A method of detection of the correlation function and frequency power spectrum for random noise or vibration with amplitude limitation

Abstract

A method for determining the linear correlation function and the frequency power spectrum for random noise or vibration of which the amplitude fluctuation is limited by upper and/or lower levels is proposed, for an idealized case of a Gaussian random process. The standard method based on the definition of the linear correlation function and the FFT procedure has frequently been employed for linear correlation and spectrum analyses. These usual methods, however, cannot be adopted for actual noise or vibration signals with the above amplitude limitations. In this paper, a simplified method which can determine the correlation function through the conditional average is used. First, an explicit expression for the probability density function for random noise or vibration signals with amplitude limitations is introduced by using the well known Gaussian distribution and Dirac's delta functions.
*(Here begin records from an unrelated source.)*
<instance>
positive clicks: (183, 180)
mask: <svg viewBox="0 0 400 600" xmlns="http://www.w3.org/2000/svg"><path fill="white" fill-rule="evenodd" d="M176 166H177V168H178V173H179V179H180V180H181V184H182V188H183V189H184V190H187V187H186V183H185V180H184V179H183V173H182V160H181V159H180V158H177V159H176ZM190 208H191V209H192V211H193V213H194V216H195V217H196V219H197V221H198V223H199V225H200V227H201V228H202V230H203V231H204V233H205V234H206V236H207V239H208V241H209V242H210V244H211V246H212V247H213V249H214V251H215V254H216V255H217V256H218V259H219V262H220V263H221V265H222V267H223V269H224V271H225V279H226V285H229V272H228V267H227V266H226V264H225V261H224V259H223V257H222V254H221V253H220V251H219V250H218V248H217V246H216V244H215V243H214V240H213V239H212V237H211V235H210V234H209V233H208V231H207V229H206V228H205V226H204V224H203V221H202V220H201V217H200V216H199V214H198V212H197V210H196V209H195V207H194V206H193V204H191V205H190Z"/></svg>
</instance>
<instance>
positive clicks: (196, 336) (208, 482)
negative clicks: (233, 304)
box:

Next, by use of this expression, an original linear correlation function can be determined through the conditional average calculated by using the first and second order moments of this limited observed data. Then, the power spectrum latent in the actual noise or vibration signals with no amplitude limitations can be determined through Fourier transformation of the linear correlation function based on the well known Wiener-Khintchine theorem. Finally, the effectiveness of the proposed method is confirmed experimentally not only by means of the digital simulation technique but also by applying it to actual noise and vibration signals observed at a hydroelectric plant.